日本におけるカレル・チャペックの受容(覚書2)

K・チャペックの童話(中野好夫訳)は戦前に新潮社より刊行された二つの小学生向けの読本に収録されている。ひとつは、山本有三によって編集された『世界名作選』(1936年)、もうひとつは文豪島崎藤村が編集した『西洋文学選』(1940年)である。興味深いことに、装幀はいずれも恩地幸四郎が担当している。
 
 

日本におけるカレル・チャペックの受容(覚書1)

カレル・チャペックは劇作家として、小説家として、優れた随筆家として戦前から、すなわち作家の生前から日本で知られていたが、その作品はかつて国定の国語教科書にも収録されていたこと、皆さんご存知でしたか?


2018年2月16日金曜日

展示&トーク「変わらぬ原作、変わり続ける翻訳―― 日本とK・チャペックの文学」の予告

K・チャペックが亡くなったのは、第2 次世界大戦勃発の前夜、1938 年の12 月のことであり、2018 年は没後80 周年にあたる。チャペックの作品は、作家自身の生前から欧米に遅れること数年で日本でも盛んに翻訳され、戦前から21 世紀の今日にいたるまで数多くの読者に親しまれ、その人気は今もなお衰える気配がない。

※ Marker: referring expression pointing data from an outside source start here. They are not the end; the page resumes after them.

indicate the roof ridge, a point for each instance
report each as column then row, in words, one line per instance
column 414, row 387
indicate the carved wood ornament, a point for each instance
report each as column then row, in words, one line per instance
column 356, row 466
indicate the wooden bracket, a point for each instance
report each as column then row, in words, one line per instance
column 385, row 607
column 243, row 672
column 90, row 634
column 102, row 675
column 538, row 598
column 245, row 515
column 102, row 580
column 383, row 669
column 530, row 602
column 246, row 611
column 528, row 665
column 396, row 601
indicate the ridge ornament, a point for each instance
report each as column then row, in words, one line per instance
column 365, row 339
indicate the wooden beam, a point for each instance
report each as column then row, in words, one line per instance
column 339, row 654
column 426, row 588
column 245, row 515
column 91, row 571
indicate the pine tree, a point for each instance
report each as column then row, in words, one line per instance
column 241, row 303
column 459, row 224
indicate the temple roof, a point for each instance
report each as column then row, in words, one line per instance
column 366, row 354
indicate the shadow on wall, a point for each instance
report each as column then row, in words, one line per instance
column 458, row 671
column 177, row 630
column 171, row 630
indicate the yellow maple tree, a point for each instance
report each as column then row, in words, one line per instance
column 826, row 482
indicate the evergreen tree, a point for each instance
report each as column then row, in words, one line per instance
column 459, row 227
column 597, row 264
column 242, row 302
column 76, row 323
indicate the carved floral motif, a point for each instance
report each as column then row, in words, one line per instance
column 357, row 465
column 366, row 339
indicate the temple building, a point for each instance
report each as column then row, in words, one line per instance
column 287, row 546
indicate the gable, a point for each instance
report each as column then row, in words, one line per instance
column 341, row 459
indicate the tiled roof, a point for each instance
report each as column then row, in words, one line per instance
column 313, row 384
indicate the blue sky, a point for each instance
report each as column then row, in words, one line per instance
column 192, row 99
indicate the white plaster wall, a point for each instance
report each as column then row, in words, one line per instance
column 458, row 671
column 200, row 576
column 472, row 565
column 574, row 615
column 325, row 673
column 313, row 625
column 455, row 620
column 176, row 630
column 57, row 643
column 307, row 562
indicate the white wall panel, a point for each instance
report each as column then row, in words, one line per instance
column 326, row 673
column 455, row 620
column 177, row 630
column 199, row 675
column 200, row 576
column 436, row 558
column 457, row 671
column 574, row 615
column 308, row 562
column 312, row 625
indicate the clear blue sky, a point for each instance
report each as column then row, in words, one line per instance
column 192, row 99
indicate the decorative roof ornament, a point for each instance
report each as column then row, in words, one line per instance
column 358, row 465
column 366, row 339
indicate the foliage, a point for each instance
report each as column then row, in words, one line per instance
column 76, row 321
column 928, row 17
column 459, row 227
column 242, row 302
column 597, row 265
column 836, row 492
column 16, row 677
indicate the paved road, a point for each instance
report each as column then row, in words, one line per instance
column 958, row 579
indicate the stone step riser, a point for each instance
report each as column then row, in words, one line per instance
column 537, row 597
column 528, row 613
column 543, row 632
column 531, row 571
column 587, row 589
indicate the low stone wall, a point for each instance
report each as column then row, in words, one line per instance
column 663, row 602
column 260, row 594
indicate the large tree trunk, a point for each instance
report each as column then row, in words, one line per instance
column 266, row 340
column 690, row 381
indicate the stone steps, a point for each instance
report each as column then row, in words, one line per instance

これは他国に類を見ない現象である。大正・昭和・平成に刊行されたチャペックの邦訳をみると、誰でもまずその数に驚かされるだろう。本展示は、約一世紀にもおよぶ、日本におけるチャペックの翻訳史を回顧し、チャペックの文学を日本の読者に届けた翻訳者にも光を当てる。年代順に並べられるチャペックの邦訳を追っていくと、どの時代にどのような翻訳が刊行されてきたのかを知るばかりではなく、チャペックの文学が日本でどのように認識されていたのか、時代にともなってその認識がどのように変わってきたのかということも読み取ることができる。限られたスペースではあるが、むかし愛読した本との思いもよらない再会、知らない本との新しい出会いがきっとここで待ち受けているだろう。